The application of the Equal Credit Opportunity Act (ECOA) to spousal guaranties is a developing area of law, resulting in a number of recent appellate opinions. One opinion from the Eighth Circuit Court of Appeals, Hawkins v. Community Bank of Raymore, Case No. 13-3065, casts doubt on the viability of an ECOA defense for guarantors, finding that guarantors are outside the scope of its protections.
The ECOA makes it “unlawful for any creditor to discriminate against any applicant, with respect to any aspect of a credit transaction . . . on the basis of . . . marital status.” 15 U.S.C. § 1691(a). “Applicant” is a defined term and means “any person who applies to a creditor directly for an extension, renewal, or continuation of credit, or applies to a creditor indirectly by use of an existing credit plan for an amount exceeding a previously established credit limit.” 15 U.S.C. § 1691a(b). The implementing regulation for the ECOA, Regulation B (Reg B), interprets and expands the definition of “applicant” to include guarantors, which are otherwise excluded. 12 CFR 202.2(e).

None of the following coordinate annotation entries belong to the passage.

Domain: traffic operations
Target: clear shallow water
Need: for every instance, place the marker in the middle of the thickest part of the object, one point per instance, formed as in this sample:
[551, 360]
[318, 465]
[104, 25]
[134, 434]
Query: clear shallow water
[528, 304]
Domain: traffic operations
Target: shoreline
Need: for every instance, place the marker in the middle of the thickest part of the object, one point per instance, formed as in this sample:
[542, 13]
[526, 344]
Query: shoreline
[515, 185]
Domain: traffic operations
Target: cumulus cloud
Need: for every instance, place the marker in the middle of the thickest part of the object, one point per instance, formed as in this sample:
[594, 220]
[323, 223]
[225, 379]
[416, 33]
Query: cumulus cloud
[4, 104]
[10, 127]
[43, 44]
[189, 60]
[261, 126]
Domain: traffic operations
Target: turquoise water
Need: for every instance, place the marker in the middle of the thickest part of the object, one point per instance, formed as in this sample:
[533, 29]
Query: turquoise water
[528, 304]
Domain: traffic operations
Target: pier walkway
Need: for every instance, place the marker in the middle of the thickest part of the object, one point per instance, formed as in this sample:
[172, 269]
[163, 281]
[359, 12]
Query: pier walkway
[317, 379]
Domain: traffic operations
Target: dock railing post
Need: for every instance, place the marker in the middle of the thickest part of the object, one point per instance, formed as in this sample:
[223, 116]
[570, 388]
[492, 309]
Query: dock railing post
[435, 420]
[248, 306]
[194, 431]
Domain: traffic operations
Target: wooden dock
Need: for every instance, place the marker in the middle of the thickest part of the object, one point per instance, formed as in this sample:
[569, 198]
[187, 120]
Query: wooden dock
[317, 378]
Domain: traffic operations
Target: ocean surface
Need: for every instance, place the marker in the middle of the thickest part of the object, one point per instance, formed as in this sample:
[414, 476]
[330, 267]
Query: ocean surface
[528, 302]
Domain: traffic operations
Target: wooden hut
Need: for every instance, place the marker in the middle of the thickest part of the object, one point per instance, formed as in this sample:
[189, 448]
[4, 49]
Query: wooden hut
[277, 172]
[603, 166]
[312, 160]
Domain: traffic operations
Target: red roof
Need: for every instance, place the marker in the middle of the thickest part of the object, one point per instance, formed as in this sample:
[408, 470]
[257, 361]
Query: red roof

The guarantors in Hawkins asserted application of the ECOA as an affirmative defense to liability. The lender argued that because the guarantors were not “applicants” for credit within the meaning of the statutory definition, they could not assert an ECOA defense. Applying settled principles of statutory construction, the court concluded the definition of “applicant” under the ECOA clearly excluded guarantors and Reg B’s expansion of the definition was inconsistent with Congress’ intent. Based on these conclusions, the court rejected the guarantors’ defense and upheld liability under their guaranties.
In its opinion, the court noted a recent decision from the Sixth Circuit, RL BB Acquisition, LLC v. Bridgemill Commons Dev. Grp., 754 F.3d 380, considering the same issue. In this case, the Sixth Circuit performed the same analysis, but reached a different conclusion. The Sixth Circuit found the definition of “applicant” under the ECOA was ambiguous and accepted the expanded definition under Reg. B. This sets up a split between circuits and an issue certain to be litigated in state and federal courts across the country.
UPDATE: The US Supreme Court granted the guarantors’ petition for writ of certiorari in Hawkins v. Community Bank of Raymore, creating expectations the Court would resolve the current circuit split and issue the final word on whether the ECOA affords protection to guarantors. On March 22, 2016, the Court affirmed the Eighth Circuit in a per curiam opinion by an equally divided vote–an outcome effected by the passing of Justice Antonin Scalia. The import of this ruling is to affirm the Eighth Circuit without creating precedent in other jurisdictions. For now, those seeking clarity about the application of the ECOA will continue to wait.